O sistema imunológico é afetado e agrava problemas respiratórios causados pelo ar tomado pela amônia e o metano derivados da urina e dos gases. É quando surge a chamada doença respiratória bovina (BRD, da sigla em inglês), que inclui quadros equivalentes à pneumonia em humanos.
Quebra de protocolo sanitário
Não é de estranhar que no último dia 29 de agosto o Ministério da Saúde da Turquia detectou bovinos com antraz entre os importados do Brasil. Causada pelo Bacillus anthracis, a doença quase sempre letal nos animais pode ser transmitida aos seres humanos pelo contato, inclusive com seus subprodutos. Em alguns casos é grave e pode levar à morte.
O ministro da Agricultura e Pecuária (Mapa), Blairo Maggi, se apressou a abafar o caso e a dar garantias para que os embarques continuassem. Segundo especialistas, o protocolo sanitário de exportação para aquele país não exige que os animais sejam vacinados contra essa e outras doenças bacterianas.
Nesse ambiente insalubre, sem veterinários em número suficiente, muitos animais morrem, são triturados e jogados diretamente no mar, da mesma maneira que os excrementos, geralmente contaminados com bactérias, antibióticos, hormônios e outros agentes capazes de afetar a fauna marinha.
As condições são precárias também no destino. Não são raros episódios como o ocorrido em novembro passado, no Iraque, em que uma pendência burocrática atrasou em seis dias o desembarque. Os 9 mil bois do navio Nabolsi continuaram espremidos, famintos, com sede e sem assistência veterinária por quase uma semana a mais.

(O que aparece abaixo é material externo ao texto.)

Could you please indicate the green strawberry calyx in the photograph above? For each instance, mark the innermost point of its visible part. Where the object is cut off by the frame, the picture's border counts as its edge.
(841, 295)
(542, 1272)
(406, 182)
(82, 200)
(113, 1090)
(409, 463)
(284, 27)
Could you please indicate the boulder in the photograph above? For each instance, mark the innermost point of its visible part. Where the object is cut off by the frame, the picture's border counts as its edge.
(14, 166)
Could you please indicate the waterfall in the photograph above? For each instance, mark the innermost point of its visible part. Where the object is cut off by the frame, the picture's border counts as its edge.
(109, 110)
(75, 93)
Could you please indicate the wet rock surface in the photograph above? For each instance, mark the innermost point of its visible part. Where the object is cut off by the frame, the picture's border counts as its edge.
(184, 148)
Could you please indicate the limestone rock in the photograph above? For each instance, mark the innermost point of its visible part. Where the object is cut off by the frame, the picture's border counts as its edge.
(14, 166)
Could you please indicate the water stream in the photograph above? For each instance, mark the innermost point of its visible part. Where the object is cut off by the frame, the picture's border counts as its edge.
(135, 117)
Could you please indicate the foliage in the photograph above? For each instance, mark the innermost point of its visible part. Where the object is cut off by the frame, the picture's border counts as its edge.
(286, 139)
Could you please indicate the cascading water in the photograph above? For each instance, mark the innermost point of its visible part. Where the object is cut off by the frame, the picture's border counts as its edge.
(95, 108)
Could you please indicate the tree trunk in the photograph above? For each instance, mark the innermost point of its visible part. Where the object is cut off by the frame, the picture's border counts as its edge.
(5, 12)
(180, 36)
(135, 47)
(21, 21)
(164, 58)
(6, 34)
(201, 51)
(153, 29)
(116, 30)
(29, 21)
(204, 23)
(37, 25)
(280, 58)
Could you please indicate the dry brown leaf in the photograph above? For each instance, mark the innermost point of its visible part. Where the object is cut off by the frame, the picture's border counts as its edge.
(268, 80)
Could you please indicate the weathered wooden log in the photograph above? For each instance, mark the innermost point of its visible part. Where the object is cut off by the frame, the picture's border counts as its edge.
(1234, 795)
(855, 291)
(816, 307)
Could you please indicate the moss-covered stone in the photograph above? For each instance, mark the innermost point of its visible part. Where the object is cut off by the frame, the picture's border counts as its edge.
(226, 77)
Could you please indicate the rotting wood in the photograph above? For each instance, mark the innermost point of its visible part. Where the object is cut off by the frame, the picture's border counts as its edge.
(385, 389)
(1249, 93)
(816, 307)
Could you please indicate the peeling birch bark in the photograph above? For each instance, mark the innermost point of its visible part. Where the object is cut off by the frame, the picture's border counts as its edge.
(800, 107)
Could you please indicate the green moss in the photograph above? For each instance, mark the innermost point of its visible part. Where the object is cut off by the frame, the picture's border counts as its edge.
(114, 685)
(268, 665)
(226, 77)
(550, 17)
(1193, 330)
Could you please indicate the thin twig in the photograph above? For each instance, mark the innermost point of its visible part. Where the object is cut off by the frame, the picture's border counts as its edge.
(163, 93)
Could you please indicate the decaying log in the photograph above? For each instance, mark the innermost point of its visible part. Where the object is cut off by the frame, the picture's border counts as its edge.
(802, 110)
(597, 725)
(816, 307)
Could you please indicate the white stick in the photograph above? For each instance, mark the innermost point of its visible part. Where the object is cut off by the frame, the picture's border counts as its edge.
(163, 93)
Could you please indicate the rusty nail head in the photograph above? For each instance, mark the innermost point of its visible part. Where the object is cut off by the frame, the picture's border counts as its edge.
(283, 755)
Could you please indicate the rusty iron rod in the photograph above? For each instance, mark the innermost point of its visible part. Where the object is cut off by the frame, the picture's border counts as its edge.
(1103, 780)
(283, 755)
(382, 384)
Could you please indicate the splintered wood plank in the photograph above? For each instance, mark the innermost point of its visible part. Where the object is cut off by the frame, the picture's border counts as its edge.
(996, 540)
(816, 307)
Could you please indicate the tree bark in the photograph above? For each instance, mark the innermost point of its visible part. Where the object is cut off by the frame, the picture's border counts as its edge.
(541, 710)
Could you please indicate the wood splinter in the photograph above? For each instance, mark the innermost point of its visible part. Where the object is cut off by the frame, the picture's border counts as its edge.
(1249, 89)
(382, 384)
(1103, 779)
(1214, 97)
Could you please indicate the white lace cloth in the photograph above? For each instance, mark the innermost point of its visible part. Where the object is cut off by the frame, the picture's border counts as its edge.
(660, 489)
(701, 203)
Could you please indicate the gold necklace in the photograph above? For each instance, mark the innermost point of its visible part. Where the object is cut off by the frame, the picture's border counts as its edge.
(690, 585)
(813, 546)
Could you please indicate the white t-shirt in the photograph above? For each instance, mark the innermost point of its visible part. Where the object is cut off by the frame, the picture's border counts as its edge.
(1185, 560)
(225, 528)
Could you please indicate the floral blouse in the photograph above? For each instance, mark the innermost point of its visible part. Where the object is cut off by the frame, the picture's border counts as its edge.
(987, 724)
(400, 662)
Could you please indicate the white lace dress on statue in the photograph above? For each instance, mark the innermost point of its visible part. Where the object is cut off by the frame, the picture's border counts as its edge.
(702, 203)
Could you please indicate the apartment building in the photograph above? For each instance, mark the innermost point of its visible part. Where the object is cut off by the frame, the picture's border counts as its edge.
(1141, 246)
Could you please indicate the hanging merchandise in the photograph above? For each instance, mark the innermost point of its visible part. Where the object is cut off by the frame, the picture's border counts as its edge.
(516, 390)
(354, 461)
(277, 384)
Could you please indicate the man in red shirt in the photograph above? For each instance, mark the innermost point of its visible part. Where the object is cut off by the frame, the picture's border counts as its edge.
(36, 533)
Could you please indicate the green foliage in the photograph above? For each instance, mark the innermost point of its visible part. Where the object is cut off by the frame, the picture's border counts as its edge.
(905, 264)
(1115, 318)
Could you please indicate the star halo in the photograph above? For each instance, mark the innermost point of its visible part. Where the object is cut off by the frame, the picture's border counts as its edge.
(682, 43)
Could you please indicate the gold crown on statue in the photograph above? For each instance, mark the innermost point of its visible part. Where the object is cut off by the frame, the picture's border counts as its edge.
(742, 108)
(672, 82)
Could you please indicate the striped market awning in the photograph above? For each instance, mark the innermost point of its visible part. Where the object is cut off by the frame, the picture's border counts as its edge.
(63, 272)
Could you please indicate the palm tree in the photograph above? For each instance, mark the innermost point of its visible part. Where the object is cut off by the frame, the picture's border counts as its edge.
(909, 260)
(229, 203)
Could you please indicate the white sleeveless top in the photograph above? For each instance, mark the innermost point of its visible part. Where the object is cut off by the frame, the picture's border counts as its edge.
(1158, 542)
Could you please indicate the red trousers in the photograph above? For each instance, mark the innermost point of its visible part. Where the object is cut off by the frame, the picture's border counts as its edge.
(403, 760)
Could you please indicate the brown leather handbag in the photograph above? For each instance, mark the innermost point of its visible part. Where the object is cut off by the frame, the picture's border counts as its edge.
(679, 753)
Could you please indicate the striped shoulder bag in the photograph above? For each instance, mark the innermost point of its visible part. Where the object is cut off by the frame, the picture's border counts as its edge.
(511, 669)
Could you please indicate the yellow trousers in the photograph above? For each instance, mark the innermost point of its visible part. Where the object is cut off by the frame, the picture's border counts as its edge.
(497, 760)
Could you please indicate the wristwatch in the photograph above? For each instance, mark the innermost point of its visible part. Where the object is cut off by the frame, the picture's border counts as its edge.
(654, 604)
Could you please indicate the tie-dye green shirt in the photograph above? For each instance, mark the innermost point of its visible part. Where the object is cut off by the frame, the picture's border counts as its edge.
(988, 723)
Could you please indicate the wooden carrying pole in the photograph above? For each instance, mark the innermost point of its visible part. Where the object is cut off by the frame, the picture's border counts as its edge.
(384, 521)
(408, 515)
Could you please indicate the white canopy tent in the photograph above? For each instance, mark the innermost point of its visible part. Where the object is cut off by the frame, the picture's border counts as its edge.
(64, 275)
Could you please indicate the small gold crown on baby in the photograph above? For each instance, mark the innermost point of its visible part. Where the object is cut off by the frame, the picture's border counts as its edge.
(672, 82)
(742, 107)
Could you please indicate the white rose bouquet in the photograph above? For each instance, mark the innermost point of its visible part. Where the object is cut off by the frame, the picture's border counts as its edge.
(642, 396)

Há ainda acidentes e naufrágios. Em 2009, o navio MV Danny F2 naufragou no Líbano, matando os 18 mil bovinos e 10 mil ovelhas a bordo. Em outubro de 2015, em Barcarena, Pará, um navio libanês carregado com 5 mil cabeças que seriam exportadas pela empresa brasileira Minerva Foods naufragou ainda no porto. O desespero tomou conta de muitos animais, que não conseguiram se salvar.
“Animais vivos são exportados no nosso país porque uma pequena parcela de pecuaristas deseja lucrar ainda mais com base na tortura e sofrimento dos animais, o que é vedado pela nossa legislação. Além dos maus tratos e péssimas condições a que são submetidos dentro dos navios, existe um mercado consumidor no Oriente Médio que os importa para abate segundo seus preceitos religiosos“, diz a advogada e ativista paulista Vanice Cestari.
Perversidade
Segundo ela, no método de abate halal, com degola para sangria com o animal consciente, sem a etapa da insensibilização, há uma contradição. Teoricamente, entre as normas básicas a serem seguidas está a saúde do animal, em perfeitas condições físicas. “O que não se aplica na prática da exportação desses animais vivos durante toda a trajetória marítima. Laudos mostram que a crueldade e os maus-tratos são intrínsecos a essa atividade comercial marítima.”
O quadro perverso vai além do relato de defensores dos direitos dos animais. Reportagens, entrevistas e relatos técnicos, como o da médica veterinária Magda Regina, requisitado pela Justiça Federal para subsidiar a análise da Ação Civil Pública impetrada em dezembro pelo Fórum Nacional de Defesa e Proteção Animal, que tramita na 25ª Vara Cível Federal de São Paulo.
No começo de fevereiro, o Fórum obteve liminar do juiz Djalma Moreira Gomes, suspendendo esse tipo de exportação em todo país. Considerando que os animais não são coisas, mas sujeitos de direitos, o magistrado determinou a suspensão de embarques e retorno dos animais à sua origem em todo o país, até que os importadores assinassem acordos para a adoção de práticas de abate compatíveis com o preconizado no Brasil.
A medida afetou a Minerva Foods – a mesma do naufrágio inda no porto, em Barcarena. Maior exportadora do país, a empresa havia voltado a exportar pelo porto de Santos após um período de suspensão da atividade. O navio panamenho Nada estava carregado com 27 mil cabeças com destino à Turquia. A empresa recorreu à Justiça mas não foi atendida.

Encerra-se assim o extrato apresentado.